Winter winds are trickling in, adding to the fears of the return of the Beast from the East. However, this gives you the perfect excuse to stay indoors with some great reading with this week’s Sett.
Number one - The magic of 9:41am
Every single Apple product in every promotion photo is set to 9:41am. While this seems a small detail, it’s one with great reasoning: Steve Jobs wanted the devices to reflect the time (or just about) when being shown at the product launch presentations. These images are usually shown about 40 minutes into the presentation, and so when Jobs unveiled the first iPhone at 9:41am, the image of the phone was set for 9:41 am. Learn more about this in plain sight Apple secret at Inc.
Number two - Google’s UX Playbook for Retail
Google has launched its UX Playbook for Retail, which outlines the best of the best in retail user experiences, as well as some key takeaways to consider for your own UX designs. The best includes Boots’ homepage, Warby Parker’s form optimisation, and Sephora’s search.
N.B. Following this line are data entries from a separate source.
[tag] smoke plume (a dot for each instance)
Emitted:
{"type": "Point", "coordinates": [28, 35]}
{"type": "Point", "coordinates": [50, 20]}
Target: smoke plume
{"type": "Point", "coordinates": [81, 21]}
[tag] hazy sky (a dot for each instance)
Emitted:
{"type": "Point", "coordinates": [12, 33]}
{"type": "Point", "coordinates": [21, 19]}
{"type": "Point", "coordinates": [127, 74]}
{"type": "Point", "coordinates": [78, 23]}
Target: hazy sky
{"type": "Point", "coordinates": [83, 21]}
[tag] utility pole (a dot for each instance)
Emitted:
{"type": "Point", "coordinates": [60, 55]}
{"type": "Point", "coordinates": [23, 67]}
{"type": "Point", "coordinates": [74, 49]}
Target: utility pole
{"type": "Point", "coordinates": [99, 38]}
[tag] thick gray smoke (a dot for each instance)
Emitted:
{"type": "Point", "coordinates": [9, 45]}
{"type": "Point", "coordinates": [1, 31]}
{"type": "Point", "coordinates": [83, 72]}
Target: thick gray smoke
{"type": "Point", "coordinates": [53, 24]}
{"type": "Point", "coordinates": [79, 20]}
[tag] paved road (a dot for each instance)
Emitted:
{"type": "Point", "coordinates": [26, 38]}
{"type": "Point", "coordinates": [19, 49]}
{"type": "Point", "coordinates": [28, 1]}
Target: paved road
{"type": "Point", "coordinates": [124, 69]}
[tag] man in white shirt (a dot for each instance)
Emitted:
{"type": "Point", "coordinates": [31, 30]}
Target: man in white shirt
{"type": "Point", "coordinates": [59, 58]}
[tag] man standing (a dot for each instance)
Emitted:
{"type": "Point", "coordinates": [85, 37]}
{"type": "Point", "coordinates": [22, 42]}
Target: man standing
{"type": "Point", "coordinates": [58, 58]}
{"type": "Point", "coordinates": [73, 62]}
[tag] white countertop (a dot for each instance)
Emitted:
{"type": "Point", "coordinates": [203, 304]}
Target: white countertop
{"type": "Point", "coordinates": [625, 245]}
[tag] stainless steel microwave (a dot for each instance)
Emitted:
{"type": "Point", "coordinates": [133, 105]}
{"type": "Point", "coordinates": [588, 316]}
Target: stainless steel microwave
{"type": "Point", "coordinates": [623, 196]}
Number three - Research meets speed dating
Research is a key component of any project, and getting the facts and figures you need can be the linchpin that makes a project great. Dropbox Design (musings from the Dropbox Design team) has collated an approach to research if you’re not a design researcher. The piece outlines their approach: Real World Wednesday, which acts as a speed-dating style research session with internal employees and/or external people. The method allows you to test WIPs, mocks, and ideas in their infancy.
Number four - Slack makeover
Slack, the workplace chat app has unveiled its new logo, replacing the multicolour hashtag with a pinwheel-esque form. While the colour scheme remains mostly the same, the lowercase ‘slack’ word-mark has gotten a minor tweak. Learn more about the changes and judge the update yourself over on The Verge.
Number five - The ten year challenge
In case you missed it, everyone is looking back to how they looked ten years ago. While some have shared some embarrassing fashion choices, questionable haircuts, and some choice poses, others have looked to share how the internet has changed. Check out Ryanair’s ten year challenge showing how its website has (thankfully) changed.